After producing some 10,000 documents, Air Canada said that it had 75,000 more to deliver. It had identified these documents by way of an electronic search on the basis of search terms on which the parties had agreed.

But Air Canada wanted to produce the 75,000 documents without reviewing them manually for privilege or relevance issues. Such an undertaking, argued the company's counsel ? Earl Cherniak, Peter Jervis and Susan Wortzman of Lerners LLP's Toronto office ? was too costly and laborious.

Air Canada sought an order that the inadvertent production of privileged documents would not constitute a waiver of privilege nor would the production of irrelevant documents constitute an admission of relevance.

As Nordheimer saw it, neither the Guidelines for the Discovery of Electronic Documents in Ontario nor the Rules of Civil Procedure supported Air Canada's position.

The commentary in the guidelines, Nordheimer noted, expressly contemplated a "detailed review for relevance and privilege" after completion of the electronic search.

"I do not see how that detailed review could properly be accomplished other than manually," Nordheimer wrote.

As well, solicitor and client privilege was "too important a principle" to be left to a process that "has a very large potential for the disclosure of privileged material." With regard to the relevance issue, the motion was unnecessary because Rule 30.05 provided that production of a document was not to be taken as an admission of its relevance.

Finally, Nordheimer was "unmoved" by Air Canada's pleas regarding laboriousness and expense.
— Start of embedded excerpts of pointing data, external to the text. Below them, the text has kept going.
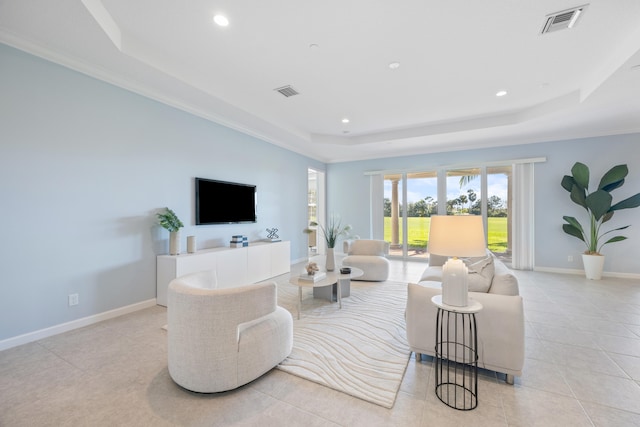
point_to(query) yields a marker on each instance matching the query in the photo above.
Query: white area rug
(360, 349)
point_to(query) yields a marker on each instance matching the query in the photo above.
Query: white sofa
(500, 323)
(368, 255)
(222, 338)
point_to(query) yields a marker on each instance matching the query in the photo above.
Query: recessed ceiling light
(221, 20)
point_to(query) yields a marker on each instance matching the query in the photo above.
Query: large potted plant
(170, 221)
(600, 209)
(331, 232)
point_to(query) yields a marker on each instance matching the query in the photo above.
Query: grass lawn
(419, 232)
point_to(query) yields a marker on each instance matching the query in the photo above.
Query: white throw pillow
(481, 271)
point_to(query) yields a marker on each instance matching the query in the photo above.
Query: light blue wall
(348, 191)
(85, 165)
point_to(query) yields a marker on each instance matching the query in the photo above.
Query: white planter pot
(593, 265)
(174, 243)
(331, 260)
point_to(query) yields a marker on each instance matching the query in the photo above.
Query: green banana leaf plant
(598, 205)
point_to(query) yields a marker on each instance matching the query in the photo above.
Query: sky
(420, 188)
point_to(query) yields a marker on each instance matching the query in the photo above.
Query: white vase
(174, 242)
(593, 265)
(191, 244)
(331, 260)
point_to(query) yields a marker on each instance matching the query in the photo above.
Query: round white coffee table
(332, 278)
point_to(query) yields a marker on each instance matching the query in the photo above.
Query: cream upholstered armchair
(223, 338)
(368, 255)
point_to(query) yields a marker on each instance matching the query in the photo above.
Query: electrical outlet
(73, 299)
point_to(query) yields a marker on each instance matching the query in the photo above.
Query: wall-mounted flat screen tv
(222, 202)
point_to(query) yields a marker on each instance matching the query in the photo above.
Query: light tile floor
(582, 369)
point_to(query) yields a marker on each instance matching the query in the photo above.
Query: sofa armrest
(500, 326)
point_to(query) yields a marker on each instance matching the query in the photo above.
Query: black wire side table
(457, 354)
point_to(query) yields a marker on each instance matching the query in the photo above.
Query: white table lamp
(456, 236)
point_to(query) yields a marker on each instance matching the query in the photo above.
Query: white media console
(234, 266)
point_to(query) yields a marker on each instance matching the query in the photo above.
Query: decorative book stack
(238, 241)
(313, 277)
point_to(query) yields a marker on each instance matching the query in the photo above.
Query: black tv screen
(221, 202)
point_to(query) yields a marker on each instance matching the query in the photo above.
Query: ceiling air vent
(563, 20)
(287, 91)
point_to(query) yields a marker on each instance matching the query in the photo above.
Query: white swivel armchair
(370, 256)
(223, 338)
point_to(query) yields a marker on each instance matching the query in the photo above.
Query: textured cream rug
(360, 349)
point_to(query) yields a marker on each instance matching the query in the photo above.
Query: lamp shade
(457, 236)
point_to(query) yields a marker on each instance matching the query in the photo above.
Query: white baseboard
(74, 324)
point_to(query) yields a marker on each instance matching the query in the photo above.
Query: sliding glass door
(411, 198)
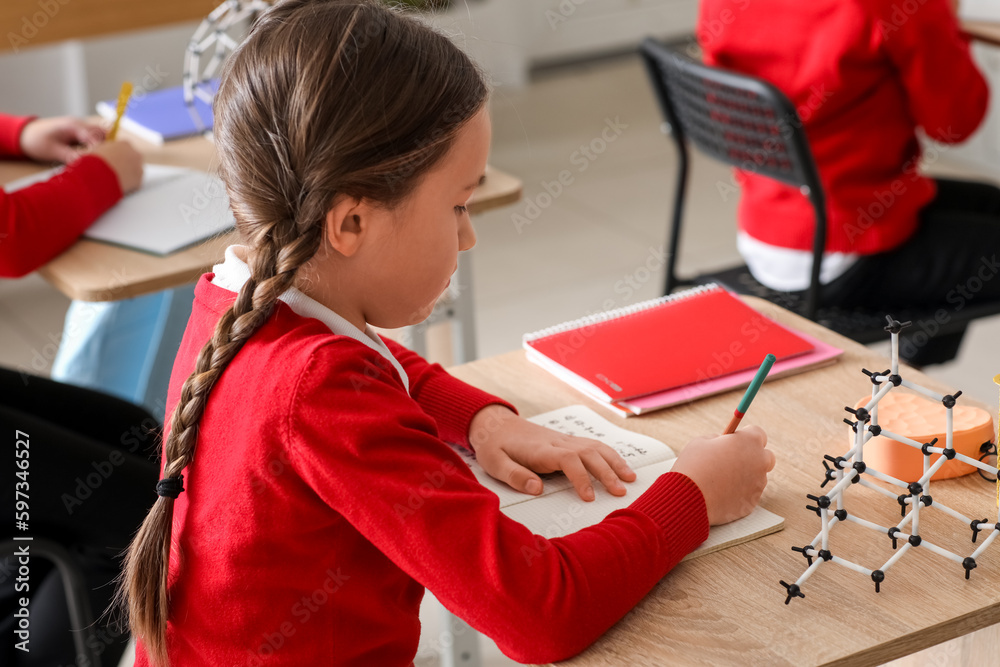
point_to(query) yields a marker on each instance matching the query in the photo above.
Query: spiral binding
(619, 312)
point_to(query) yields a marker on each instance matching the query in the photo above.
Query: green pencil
(744, 405)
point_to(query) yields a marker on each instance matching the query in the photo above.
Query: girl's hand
(731, 471)
(124, 160)
(512, 450)
(59, 139)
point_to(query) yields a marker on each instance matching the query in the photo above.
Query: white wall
(509, 36)
(506, 36)
(71, 77)
(982, 150)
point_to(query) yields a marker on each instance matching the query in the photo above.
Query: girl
(321, 496)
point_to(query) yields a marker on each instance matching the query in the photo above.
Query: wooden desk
(93, 271)
(728, 608)
(983, 31)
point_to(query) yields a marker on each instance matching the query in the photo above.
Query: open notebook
(560, 511)
(175, 208)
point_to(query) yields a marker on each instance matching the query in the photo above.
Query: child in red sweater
(321, 496)
(40, 221)
(865, 76)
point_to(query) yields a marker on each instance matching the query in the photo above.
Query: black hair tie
(170, 487)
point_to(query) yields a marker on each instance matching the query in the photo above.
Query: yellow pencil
(123, 97)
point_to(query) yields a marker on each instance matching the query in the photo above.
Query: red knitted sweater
(864, 76)
(322, 500)
(42, 220)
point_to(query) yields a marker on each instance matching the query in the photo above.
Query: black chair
(748, 123)
(81, 617)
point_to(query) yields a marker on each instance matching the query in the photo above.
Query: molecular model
(213, 33)
(851, 469)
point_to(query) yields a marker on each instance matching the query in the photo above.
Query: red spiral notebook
(671, 350)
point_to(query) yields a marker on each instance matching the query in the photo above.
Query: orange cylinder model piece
(922, 419)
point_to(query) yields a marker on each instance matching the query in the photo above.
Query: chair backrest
(741, 120)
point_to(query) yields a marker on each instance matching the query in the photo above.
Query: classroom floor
(566, 249)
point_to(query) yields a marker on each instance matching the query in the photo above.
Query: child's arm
(947, 93)
(41, 221)
(382, 467)
(509, 448)
(451, 402)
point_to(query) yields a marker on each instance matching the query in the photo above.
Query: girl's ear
(346, 225)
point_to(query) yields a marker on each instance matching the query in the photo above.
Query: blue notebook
(162, 115)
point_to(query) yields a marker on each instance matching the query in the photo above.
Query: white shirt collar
(234, 272)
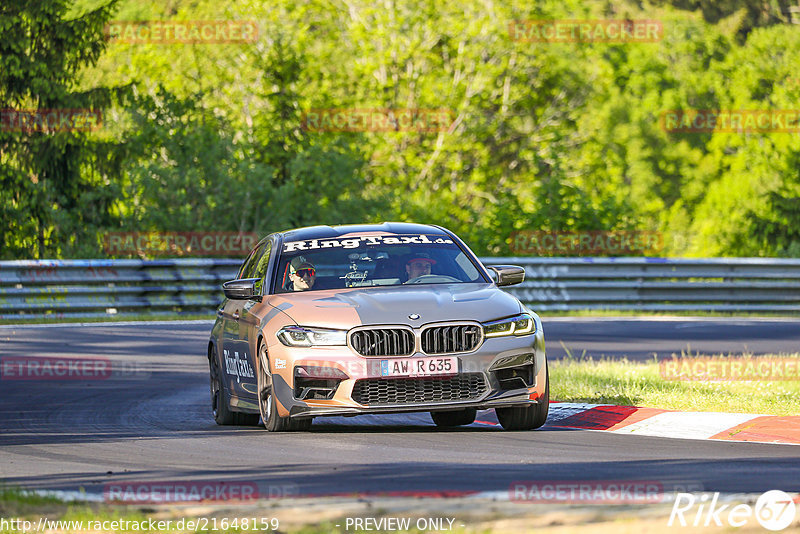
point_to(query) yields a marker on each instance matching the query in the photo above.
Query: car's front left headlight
(519, 325)
(304, 336)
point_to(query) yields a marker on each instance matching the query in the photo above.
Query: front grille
(450, 339)
(378, 391)
(383, 342)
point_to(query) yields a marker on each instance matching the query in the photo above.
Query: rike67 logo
(774, 510)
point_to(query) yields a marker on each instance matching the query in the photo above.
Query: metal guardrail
(96, 288)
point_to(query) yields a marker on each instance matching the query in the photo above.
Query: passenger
(302, 277)
(419, 265)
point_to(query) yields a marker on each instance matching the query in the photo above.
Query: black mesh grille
(450, 339)
(377, 391)
(383, 342)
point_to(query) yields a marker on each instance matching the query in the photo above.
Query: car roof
(322, 232)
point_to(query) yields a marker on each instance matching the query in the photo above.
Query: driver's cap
(422, 257)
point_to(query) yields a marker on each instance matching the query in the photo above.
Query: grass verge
(628, 383)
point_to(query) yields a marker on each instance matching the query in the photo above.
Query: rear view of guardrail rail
(96, 288)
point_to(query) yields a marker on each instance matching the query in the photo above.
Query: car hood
(346, 308)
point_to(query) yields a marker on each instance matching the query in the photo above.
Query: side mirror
(508, 275)
(243, 289)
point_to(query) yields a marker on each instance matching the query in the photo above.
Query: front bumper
(484, 360)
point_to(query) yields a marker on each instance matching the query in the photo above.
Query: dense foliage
(542, 135)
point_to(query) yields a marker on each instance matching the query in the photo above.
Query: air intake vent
(383, 391)
(451, 339)
(383, 342)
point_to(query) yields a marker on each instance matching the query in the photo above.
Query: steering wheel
(431, 278)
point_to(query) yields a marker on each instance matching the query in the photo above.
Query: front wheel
(266, 400)
(454, 417)
(527, 417)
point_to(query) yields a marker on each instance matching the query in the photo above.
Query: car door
(249, 322)
(236, 360)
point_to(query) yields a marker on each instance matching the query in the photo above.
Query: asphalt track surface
(152, 423)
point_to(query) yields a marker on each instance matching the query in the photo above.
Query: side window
(261, 266)
(249, 266)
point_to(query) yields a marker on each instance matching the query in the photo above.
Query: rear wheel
(220, 398)
(266, 399)
(527, 417)
(454, 417)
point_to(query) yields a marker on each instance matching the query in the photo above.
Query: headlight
(303, 336)
(520, 325)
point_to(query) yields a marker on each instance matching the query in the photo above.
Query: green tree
(55, 185)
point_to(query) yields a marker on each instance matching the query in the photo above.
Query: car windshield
(374, 259)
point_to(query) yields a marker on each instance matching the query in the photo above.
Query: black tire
(452, 418)
(220, 398)
(266, 399)
(527, 417)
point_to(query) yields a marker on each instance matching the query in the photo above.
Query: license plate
(419, 366)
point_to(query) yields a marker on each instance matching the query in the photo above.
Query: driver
(303, 276)
(419, 265)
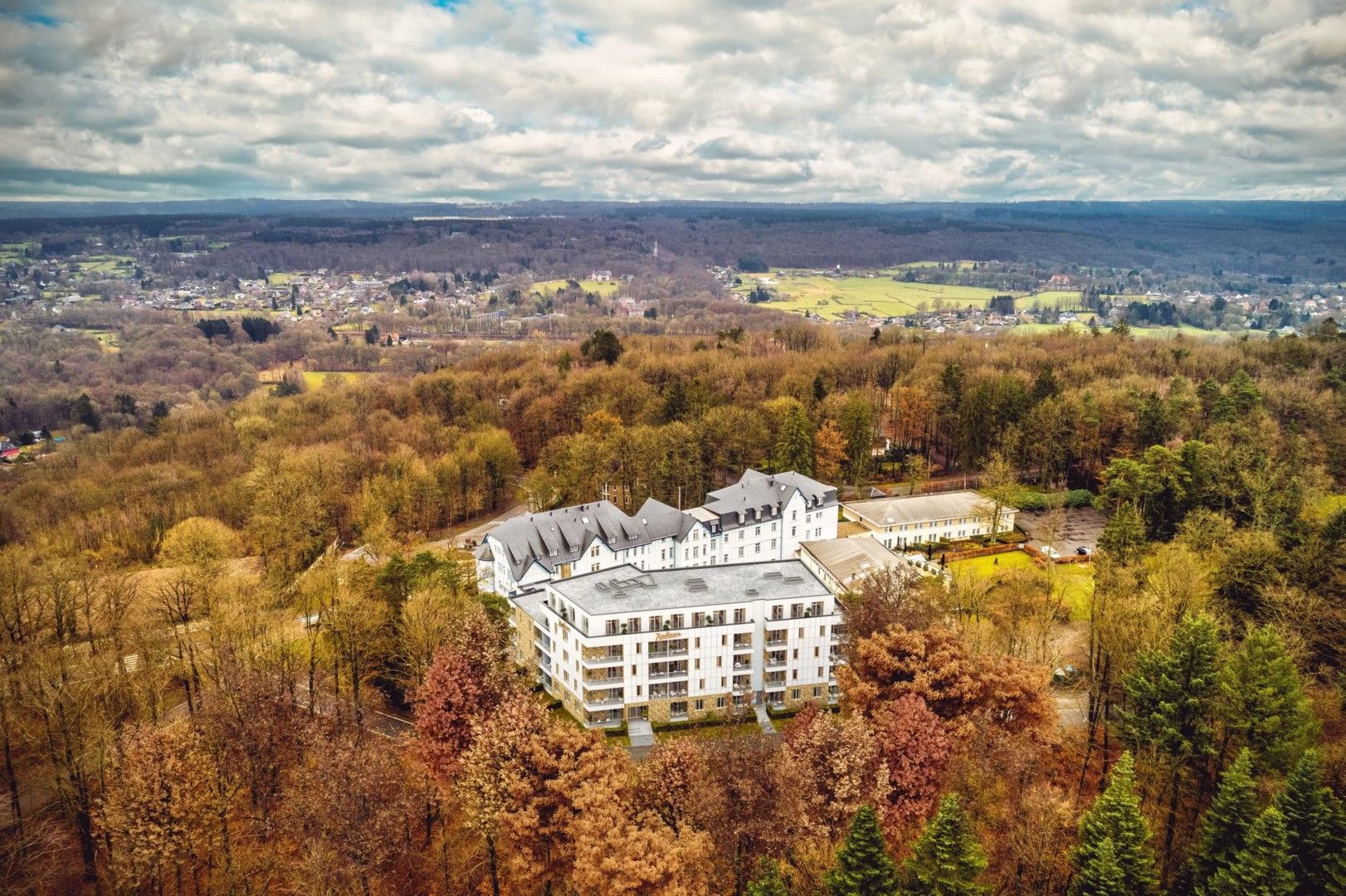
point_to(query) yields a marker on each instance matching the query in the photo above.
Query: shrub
(1031, 501)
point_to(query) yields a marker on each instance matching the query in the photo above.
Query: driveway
(1080, 529)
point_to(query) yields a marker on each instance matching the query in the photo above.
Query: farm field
(832, 298)
(880, 296)
(601, 287)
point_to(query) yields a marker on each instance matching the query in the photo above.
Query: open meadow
(882, 296)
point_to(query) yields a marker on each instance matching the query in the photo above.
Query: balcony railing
(597, 703)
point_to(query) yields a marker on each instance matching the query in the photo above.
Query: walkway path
(642, 736)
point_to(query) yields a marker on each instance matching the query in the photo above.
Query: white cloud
(703, 99)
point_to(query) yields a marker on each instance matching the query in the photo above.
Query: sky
(733, 100)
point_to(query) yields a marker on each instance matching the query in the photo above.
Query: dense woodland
(193, 673)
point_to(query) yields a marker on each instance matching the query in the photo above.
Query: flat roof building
(919, 519)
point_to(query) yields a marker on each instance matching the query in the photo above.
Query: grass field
(882, 296)
(1073, 582)
(1139, 333)
(601, 287)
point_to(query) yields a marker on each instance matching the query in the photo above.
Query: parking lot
(1080, 528)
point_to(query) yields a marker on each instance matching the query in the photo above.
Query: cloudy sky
(822, 100)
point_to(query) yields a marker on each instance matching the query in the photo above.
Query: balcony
(595, 662)
(597, 701)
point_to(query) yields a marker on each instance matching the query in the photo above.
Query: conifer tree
(1116, 818)
(1103, 876)
(1313, 830)
(863, 865)
(768, 880)
(947, 859)
(1224, 828)
(1171, 703)
(1261, 865)
(1266, 707)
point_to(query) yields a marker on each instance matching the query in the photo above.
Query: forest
(241, 653)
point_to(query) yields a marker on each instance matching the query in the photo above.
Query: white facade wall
(772, 538)
(932, 530)
(802, 660)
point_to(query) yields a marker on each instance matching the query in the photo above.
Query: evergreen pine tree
(1224, 828)
(1171, 704)
(1103, 876)
(947, 859)
(863, 865)
(794, 450)
(1116, 818)
(1313, 830)
(1261, 867)
(768, 880)
(1266, 707)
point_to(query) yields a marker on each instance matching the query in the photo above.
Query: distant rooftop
(627, 588)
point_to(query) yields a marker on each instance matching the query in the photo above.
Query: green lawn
(880, 296)
(1073, 582)
(601, 287)
(315, 378)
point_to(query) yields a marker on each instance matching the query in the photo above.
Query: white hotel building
(680, 643)
(759, 519)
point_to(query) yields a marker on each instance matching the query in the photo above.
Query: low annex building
(759, 519)
(919, 519)
(676, 645)
(841, 562)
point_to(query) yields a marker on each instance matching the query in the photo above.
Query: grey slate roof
(630, 590)
(768, 494)
(568, 532)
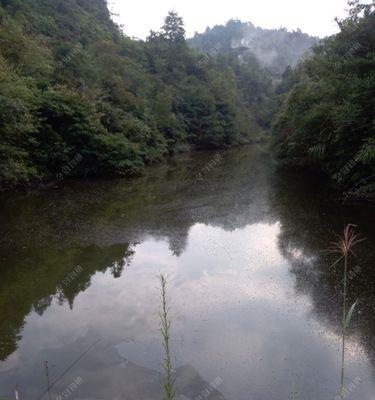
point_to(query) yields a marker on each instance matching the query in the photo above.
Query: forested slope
(273, 49)
(77, 95)
(326, 121)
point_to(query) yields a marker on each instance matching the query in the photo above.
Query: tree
(173, 29)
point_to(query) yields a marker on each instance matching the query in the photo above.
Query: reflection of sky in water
(235, 315)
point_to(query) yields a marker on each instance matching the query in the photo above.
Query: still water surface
(254, 304)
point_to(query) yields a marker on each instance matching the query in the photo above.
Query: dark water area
(254, 302)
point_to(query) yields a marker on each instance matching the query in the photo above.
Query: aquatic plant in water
(165, 325)
(344, 247)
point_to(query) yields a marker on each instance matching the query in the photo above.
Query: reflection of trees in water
(309, 219)
(31, 280)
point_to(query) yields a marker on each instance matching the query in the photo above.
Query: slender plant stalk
(294, 393)
(165, 325)
(47, 377)
(343, 326)
(343, 246)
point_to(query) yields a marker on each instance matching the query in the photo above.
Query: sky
(315, 17)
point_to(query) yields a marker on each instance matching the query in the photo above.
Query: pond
(255, 304)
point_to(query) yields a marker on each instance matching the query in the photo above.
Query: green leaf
(349, 315)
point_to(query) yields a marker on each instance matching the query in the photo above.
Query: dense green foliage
(327, 118)
(274, 49)
(74, 87)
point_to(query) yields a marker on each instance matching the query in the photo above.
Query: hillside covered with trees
(327, 107)
(273, 49)
(76, 93)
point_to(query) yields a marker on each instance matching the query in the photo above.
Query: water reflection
(252, 299)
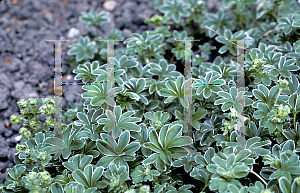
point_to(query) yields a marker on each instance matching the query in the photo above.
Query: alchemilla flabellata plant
(154, 147)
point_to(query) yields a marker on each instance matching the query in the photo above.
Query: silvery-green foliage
(228, 45)
(115, 177)
(117, 153)
(167, 145)
(177, 40)
(139, 143)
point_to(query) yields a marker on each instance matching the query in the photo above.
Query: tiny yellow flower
(298, 180)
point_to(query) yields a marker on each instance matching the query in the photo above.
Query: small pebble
(73, 32)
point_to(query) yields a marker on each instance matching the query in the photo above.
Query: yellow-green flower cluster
(114, 182)
(22, 104)
(49, 122)
(156, 124)
(20, 147)
(228, 127)
(130, 191)
(32, 102)
(47, 109)
(34, 123)
(281, 114)
(298, 180)
(37, 181)
(233, 113)
(144, 189)
(44, 156)
(16, 119)
(258, 63)
(266, 191)
(282, 84)
(49, 101)
(156, 20)
(25, 132)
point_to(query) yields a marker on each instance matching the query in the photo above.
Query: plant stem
(259, 177)
(295, 121)
(277, 97)
(172, 59)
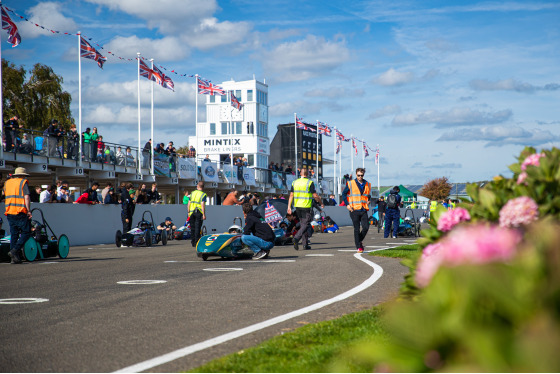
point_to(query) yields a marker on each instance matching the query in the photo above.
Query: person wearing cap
(168, 227)
(18, 212)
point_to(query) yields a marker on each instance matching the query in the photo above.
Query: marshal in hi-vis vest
(15, 200)
(302, 196)
(356, 199)
(196, 201)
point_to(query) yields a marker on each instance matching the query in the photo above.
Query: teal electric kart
(40, 245)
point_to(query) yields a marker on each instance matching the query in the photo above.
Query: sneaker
(15, 257)
(259, 255)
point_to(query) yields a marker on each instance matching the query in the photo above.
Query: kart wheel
(118, 238)
(30, 249)
(63, 246)
(148, 239)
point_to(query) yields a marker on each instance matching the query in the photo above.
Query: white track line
(182, 352)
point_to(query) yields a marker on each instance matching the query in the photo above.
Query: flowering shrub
(485, 294)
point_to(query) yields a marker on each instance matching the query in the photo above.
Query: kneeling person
(168, 226)
(257, 234)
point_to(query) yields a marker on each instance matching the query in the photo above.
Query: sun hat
(20, 171)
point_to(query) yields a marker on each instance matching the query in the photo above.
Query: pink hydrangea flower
(452, 217)
(531, 160)
(519, 211)
(473, 244)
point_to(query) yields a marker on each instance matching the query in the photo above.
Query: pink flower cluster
(519, 211)
(452, 217)
(531, 160)
(473, 244)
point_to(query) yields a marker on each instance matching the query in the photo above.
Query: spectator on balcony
(73, 143)
(147, 154)
(129, 157)
(232, 199)
(51, 137)
(94, 137)
(192, 152)
(26, 145)
(154, 197)
(47, 194)
(120, 156)
(87, 144)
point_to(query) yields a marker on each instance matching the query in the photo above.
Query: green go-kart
(40, 245)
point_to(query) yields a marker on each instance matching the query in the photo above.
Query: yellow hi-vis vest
(15, 200)
(433, 206)
(196, 201)
(302, 196)
(357, 200)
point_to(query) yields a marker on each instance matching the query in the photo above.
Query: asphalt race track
(75, 315)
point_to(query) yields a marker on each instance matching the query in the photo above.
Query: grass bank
(313, 348)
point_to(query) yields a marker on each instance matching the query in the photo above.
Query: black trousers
(196, 226)
(359, 218)
(304, 216)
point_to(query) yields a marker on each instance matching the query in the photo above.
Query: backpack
(392, 201)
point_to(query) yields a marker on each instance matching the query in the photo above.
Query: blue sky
(451, 89)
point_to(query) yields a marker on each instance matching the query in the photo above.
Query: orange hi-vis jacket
(356, 199)
(15, 200)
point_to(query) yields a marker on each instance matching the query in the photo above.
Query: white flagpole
(295, 141)
(151, 155)
(335, 186)
(80, 146)
(352, 155)
(196, 114)
(139, 151)
(363, 154)
(317, 153)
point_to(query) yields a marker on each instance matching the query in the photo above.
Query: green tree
(37, 100)
(436, 189)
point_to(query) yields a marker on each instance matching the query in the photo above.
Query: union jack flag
(207, 88)
(324, 129)
(304, 126)
(146, 72)
(234, 102)
(10, 26)
(166, 81)
(87, 51)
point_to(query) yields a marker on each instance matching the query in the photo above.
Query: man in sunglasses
(356, 196)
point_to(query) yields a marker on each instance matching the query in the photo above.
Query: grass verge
(410, 251)
(309, 349)
(314, 348)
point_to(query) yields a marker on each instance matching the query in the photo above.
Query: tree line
(34, 96)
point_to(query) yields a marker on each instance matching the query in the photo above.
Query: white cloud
(394, 78)
(165, 49)
(501, 135)
(510, 85)
(304, 59)
(45, 14)
(453, 117)
(385, 111)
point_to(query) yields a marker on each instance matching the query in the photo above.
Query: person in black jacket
(257, 234)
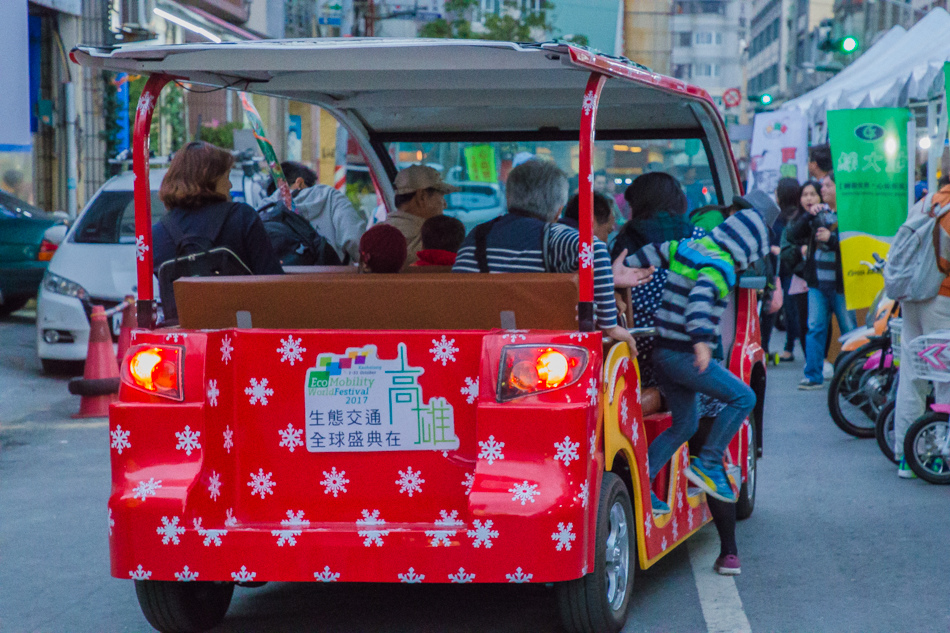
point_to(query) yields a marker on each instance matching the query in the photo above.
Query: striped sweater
(514, 246)
(701, 275)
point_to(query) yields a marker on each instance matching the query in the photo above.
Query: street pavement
(837, 543)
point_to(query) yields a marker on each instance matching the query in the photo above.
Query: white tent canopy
(900, 68)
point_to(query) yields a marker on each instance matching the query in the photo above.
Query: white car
(95, 265)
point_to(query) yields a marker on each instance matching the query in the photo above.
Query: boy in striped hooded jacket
(702, 273)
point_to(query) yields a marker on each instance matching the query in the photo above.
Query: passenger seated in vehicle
(382, 250)
(442, 236)
(604, 221)
(420, 195)
(701, 275)
(526, 239)
(329, 211)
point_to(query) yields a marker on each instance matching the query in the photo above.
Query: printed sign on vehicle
(357, 402)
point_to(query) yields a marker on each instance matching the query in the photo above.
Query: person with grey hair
(527, 240)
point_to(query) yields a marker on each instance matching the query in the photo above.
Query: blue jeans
(821, 305)
(680, 382)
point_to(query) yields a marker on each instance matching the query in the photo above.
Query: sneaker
(727, 565)
(712, 480)
(659, 507)
(904, 471)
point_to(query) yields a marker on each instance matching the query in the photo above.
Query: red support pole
(143, 197)
(585, 182)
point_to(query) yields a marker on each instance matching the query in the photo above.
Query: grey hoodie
(330, 213)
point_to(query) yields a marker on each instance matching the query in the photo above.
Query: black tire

Air Canada had instigated the case and chose to cast its claim in a manner that made the production of voluminous documents relevant.

"It does not seem to me to lie with Air Canada to institute what it says is the largest corporate espionage case ever seen in Canada, couple it with a claim in the order of $200 million and then complain that the production process is going to take more than the usual amount of time and then cost more than the usual amount of money," Nordheimer wrote.

At the same time, Air Canada was not under an obligation to manually review each page of each document.

"Presumably different categories of documents will require different levels of review," Nordheimer wrote. "It is up to Air Canada and its counsel to determine to what extent a detailed review of the electronic documents must be conducted."

"They must do so, however, cognizant of the obligations under the Rules of Civil Procedure regarding the production of documents that include the requirement that an officer of the corporation swear an affidavit of documents that confirms that a 'diligent search' has been conducted for all documents."

Finlay notes that WestJet came to the motion on the high road.

"We had started our production a year earlier, had manually reviewed and produced our documents, and hadn't asked for any indulgences," he said.

"Our position was simply that non-manual review was not permissible."

Lerners' Wortzman says an amendment to the rules is not necessarily required to deal with e-discovery.

"The difficulty is the jurisprudence which says a party must produce anything that has a 'semblance of relevance,'" she said. "What may be more appropriate is the margin utility test that has been developed in the U.S. That test measures the scope and manner of production by what is reasonable given what's at stake in the litigation."

In a practical sense, Wortzman adds, that's what Canadian counsel are working toward.

"Lawyers are not spending their time regarding discovery on motions but rather on grappling with agreements that will determine the parameters of production," she said.